Oh, what a night, we have many directors we can only afford one transcriptor/typist due to the limited function of the google.doc, and the roared of laughter when some of us input the intimacy, the boldness of the characters, hehehe.... even someone gave a word ‘wow’.
But most of all, some of us including me was very worried whether we meet the deadline or not, due to our busy schedule. The story that we have only edited was only at the ‘Departure’ – The crossing of the 1st Thresholds. As I was writing into this blog, I have yet to receive any reply of the next online.
During the last week, after our online, Mary and myself have taken the liberty to input some ‘meat’ into the story. But, for myself, I have created more than have been asked, I have written a ‘skeleton’ which I have told my team mate, but in actual fact, I have written part of a novel. I have researched into sites, where I have learned of ‘how can I make the witch alive, how can I make the dragon to be fierceful and etc.
I even research for a name for the dragon – DRAKON for a male, DRAKON (Δράκων): Greek name meaning "dragon." In Greek mythology, there are many dragons mentioned. For example, Drakon Ismenios was a gigantic serpent which guarded the sacred spring of Ismenos near Thebes; the Drakon Kholkikos was the guardian of the golden fleece; Drakon Maionios was a huge Dragon that ravaged the land of Lydia.
Infact I do have a female name for it and it coincide with my name ‘MELINDA’ MELINDA: Modern English compound name composed of Mel- (from Melissa ("sweet") or Melanie ("black, dark") and Linda "serpent," hence "black/dark serpent" or "sweet serpent." Surprise, how amazing.

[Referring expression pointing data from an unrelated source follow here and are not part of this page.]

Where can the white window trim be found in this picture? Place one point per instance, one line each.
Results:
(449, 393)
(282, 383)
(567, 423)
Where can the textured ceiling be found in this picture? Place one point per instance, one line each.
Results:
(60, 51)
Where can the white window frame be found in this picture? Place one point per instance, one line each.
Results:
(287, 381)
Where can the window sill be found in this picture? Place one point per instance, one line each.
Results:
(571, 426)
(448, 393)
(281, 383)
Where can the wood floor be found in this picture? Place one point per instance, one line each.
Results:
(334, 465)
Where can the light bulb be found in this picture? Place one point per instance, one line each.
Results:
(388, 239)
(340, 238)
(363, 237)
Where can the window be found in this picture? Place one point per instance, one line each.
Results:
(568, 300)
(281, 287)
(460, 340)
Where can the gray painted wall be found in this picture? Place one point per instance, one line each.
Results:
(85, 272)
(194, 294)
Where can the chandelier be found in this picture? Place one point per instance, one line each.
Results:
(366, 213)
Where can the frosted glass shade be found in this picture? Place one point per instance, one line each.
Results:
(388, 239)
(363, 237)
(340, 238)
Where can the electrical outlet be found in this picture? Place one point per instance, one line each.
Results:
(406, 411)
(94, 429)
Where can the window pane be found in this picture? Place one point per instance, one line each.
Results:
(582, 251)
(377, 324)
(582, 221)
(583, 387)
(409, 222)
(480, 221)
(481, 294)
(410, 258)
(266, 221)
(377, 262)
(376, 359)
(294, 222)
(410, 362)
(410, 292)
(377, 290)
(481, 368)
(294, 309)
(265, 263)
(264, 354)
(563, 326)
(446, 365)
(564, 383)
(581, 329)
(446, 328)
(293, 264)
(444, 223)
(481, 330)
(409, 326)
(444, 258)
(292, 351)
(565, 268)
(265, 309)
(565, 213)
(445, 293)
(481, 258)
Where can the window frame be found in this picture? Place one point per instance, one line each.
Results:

I have started my novel reading since Form 1, those days was M&B, Brabara Cartlands, and etc. but as I was growing up I went into novels and I carried on till this very day. I remember I finished my pocket money just to travel to those days was at Macalister Road, where you have this Indians’ stall renting out story books. I read books during my recess time, underneath my desk to avoid being caught by our prefects, on my daily bus journey from Air Itam to my school at Leith Streets or any where else, at the bus transit station, weekends, confinement days, even now if I have a little time squeeze out from my busy schedule.
You see, I have all the materials inside my head from so many books/ resources, and I have wanted very much to start my amatuer story writing many times, but do not have the gut to do so. Therefore with this mission I have an indirect oppotunity and when I tried to put it done in words for The White Lady and the Dragon, everything comes out so naturally, of course with grammar mistakes. I bought many characters into the story, and also saw them coming alive. I named the grandmother ‘Supa’ remembering Phlox grandmother as ‘Pupa’, the lord as ‘Sir William’, the son as ‘Lord Stephen’ and etc.
I thought I can do the storyline to the advantage of all my teammates, so that coming the next online we do not have to crack our head on the story. I thought I can permit and endure of the cutting out and replacing whatever they wants to change.
Oh my, I was so wrong.......
I was like so lost, watching on my computer screen, seeing my invented characters being removed bits by bits. This is
no fault of my teammates, as they do not realise that I have put all my heart into it. The feelings in me was like ‘Tanya saying goodbye to her family’ – my heart felt so heavy, I can’t breathe at some moment, I need to remind myself to breathe, I felt blood rushing to my head, worse of all I felt my heart being wrench out and believe me it is so painful.
Therefore at some point, the google.doc was running into problem to have the story being deleted, I was relieved (but later Cheng asked me to paste it back using my file) sigh-sigh....
I carried the feeling even the next day, the thing still in my mind, and I say to myself I need to pen this down into my blog, not to ask for sympathy from my readers, but a revenue to pour our my sadness so that I have no more of it in my heart.
Now, I can only understand how some of the novelist who has their story to be told into a movie, felt. So many wonderful scene and character be performed ‘karate-chop’.
Even my ‘home minister’ felt my misery when we went to bed but he told me his side, “it is okay, it is for the benefit of the mission, you win some and you will lose some, it is okay” and I keep my finger crossed I will be okay then.